Rien de tout ça ne fonctionne...  :Sad: 

Je ne peux voir les pages Internet que si je tape l'IP : http://140.211.166.170/viewforum-f-35.html

----------

## l_arbalette

Est-ce qu'avec ton routeur, tu as une page de config ou de test ping ? Si oui, peux-tu tester, à partir de cette page de test / config. un ping vers, par exemple, www.google.com ? (je dis ça parce qu'avec ma NeufBox, j'ai une page de diagnostic ping, et quand j'ai ce genre de souci, c'est la 1ère chose que je regarde : est-ce que le ping de la box fonctionne (ce qui dédouane complètement tout problème sur le PC, puisque c'est la box qui se charge de tout....comme tu viens de changer le routeur, et même si tu as remis l'ancien, on ne sais jamais....si le ping marche, alors c'est bien le PC. Si le ping du routeur ne marche pas : le problème ne vient pas du PC)

EDIT1 : je viens de relire ton 1er post.

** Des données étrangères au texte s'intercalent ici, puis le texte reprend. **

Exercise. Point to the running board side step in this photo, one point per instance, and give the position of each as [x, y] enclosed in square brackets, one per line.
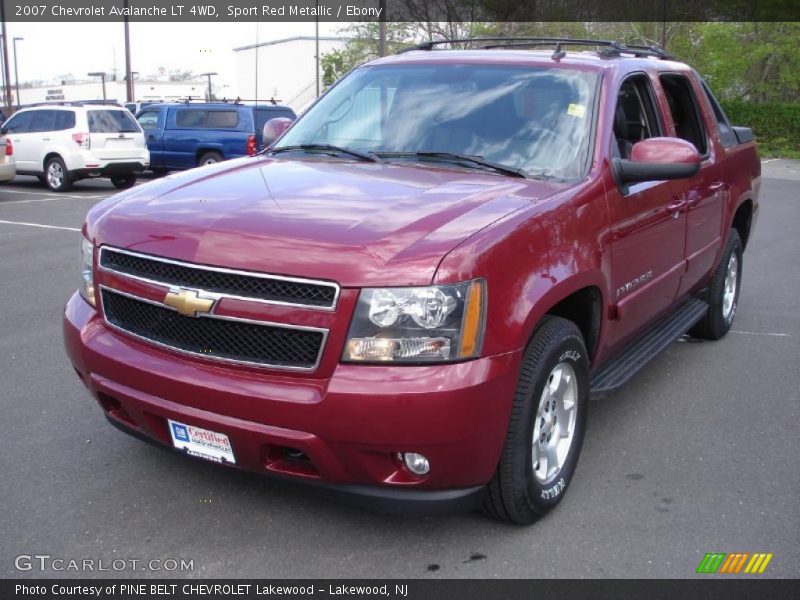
[617, 371]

Tu dis que sous les autres systèmes, ça marche....C'est toujours le cas ? Ce sont quels systèmes ? (parceque là, évidemment, c'est Gentoo qui pose problème.....  :Crying or Very sad: )

----------

## guilc

Au vu de l'histoire, je dirais que tu as du pas joli dans /etc/resolv.conf (problème de resolv.conf mal rafraichi par le DHCP ? en tou cas ça y ressemble !)

Comme dit plus haut, vérifie ce fichier, y a l'IP du routeur dedans ? y a l'IP de ton FAI ?

Si y a l'IP de ton FAI, le routeur autorise bien les requetes DNS sur un DNS externe ?

----------

## Neuromancien

Problème résolu. Les IP que j'avais trouvés sur Internet n'étaient pas les bons.  :Smile:  Merci.

----------

## RaX

J'ai demandé de tester le ping sur un adresse IP publique pour 2 raison, le ping sur la dns ne permet pas de savoir si il y a un problème de route. En pingant une IP publique si y avais une réponse, la route étant donc bonne, le problème viendrait donc très certainement du DNS.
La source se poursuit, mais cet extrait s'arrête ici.